The farmers were also forced to pay pre-and post-judgment interest and a portion of Monsanto’s legal costs, raising their total costs to $38.78 per acre for Rivet and an average of $57.93 for the other three farmers.
Kurtis Andrews, a lawyer with Donald R. Good Professional Corp., said the case accomplishes what the Schmeiser case failed to do, which is to establish a precedent for settling future claims with Monsanto.
The Supreme Court of Canada found that Schmeiser, a farmer from Bruno, Sask., had violated Monsanto’s Roundup Ready canola patent. However, he didn’t benefit from the infringement because he didn’t spray the crop with Roundup, which resulted in no profit award.
The Supreme Court said a patent holder that selects an accounting of profits as its remedy is only entitled to profits that are causally attributed to the patent.
The Ontario farmers’ legal team phrased it another way in its appeal.
“Monsanto did not invent soybeans and should only be entitled to the benefit provided by their patent, not profits attributable to soybeans generally,” said Andrews.
Monsanto spokesperson Trish Jordan said farmers shouldn’t assume future profit awards will be in the same range as the recent Ontario cases.
Instead, it varies by what the courts accept as deductible expenses.
There have been two other judgments involving Ontario soybean growers who violated Monsanto’s patent. Paul Benita was ordered to pay the company $160 per acre and Eddie Wouters was ordered to pay $274 per acre.
She also said the costs extend well beyond the profit award, interest costs and Monsanto’s legal fees. Growers have to pay their own legal costs and out of pocket expenses and devote a lot of personal time for preparation and court appearances.
“Finally, and probably most important, if you are an infringing farmer, is that these growers have been placed on Monsanto’s unauthorized grower list and will not have access to any of Monsanto’s technologies in any crop, including those sold by other licensees now and in the future,” said Jordan.
Andrews said the Wouters case involved a farmer without adequate legal representation so the judge had no choice but to use Monsanto’s numbers.
He said the Rivet and Janssens and Kerkhof cases will have a lasting influence despite the fact that the patent on the first generation of Roundup Ready soybean technology expires this August.
The profit judgments in these cases were based on a comparison with conventional soybeans. Once growers are allowed to plant farm-saved Roundup Ready soybean seed in 2013, it will become the new legal comparison in cases involving infringement of Monsanto’s new Roundup Ready 2 Yield soybeans.
Andrews believes the profit benefit will be smaller, resulting in a smaller award.
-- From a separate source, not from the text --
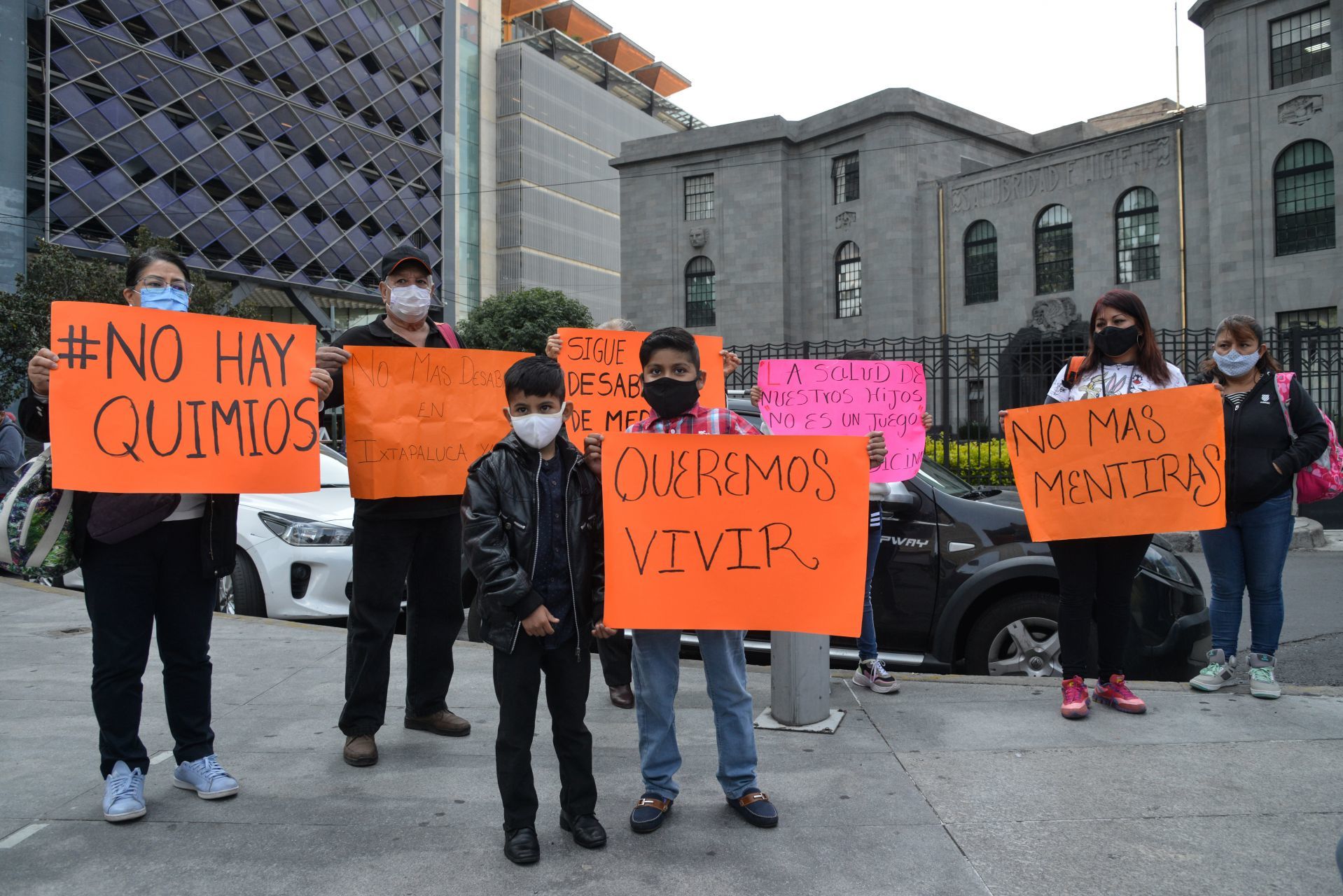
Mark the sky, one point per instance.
(1028, 64)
As a result, he thinks the company will be forced to ask legislators to consider some other type of deterrent for stealing seed technology.
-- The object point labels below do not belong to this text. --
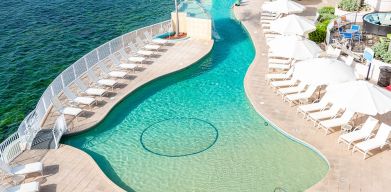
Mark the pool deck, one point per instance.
(348, 172)
(70, 169)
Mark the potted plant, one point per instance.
(354, 10)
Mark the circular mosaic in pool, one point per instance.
(179, 137)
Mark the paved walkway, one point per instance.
(69, 169)
(348, 172)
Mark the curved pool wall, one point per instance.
(248, 154)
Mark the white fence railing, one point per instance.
(30, 126)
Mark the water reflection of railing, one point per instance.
(31, 125)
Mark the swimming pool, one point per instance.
(195, 130)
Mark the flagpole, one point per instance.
(177, 19)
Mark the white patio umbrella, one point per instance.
(361, 97)
(323, 71)
(283, 6)
(292, 25)
(294, 47)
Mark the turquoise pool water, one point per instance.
(39, 39)
(195, 130)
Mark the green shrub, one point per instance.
(326, 10)
(349, 5)
(319, 35)
(381, 51)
“I’d be kind of surprised, in fact, if Monsanto didn’t start rallying the troops to try to get something like that to happen.”
Jordan rejected Andrews’ theory, saying Roundup Ready 2 Yield soybeans deliver a seven to 11 bushel per acre yield advantage over the original technology.
“The value on Roundup Ready 2 is significantly greater than Roundup Ready 1,” she said.
Jordan said Andrews is portraying patent infringement as a mistake made by growers without consequences, which is misleading.
“Growers don’t mistakenly infringe our patent. They do it intentionally to gain advantage over other producers who play by the rules.
“And when they are caught, there are obvious and significant consequences.”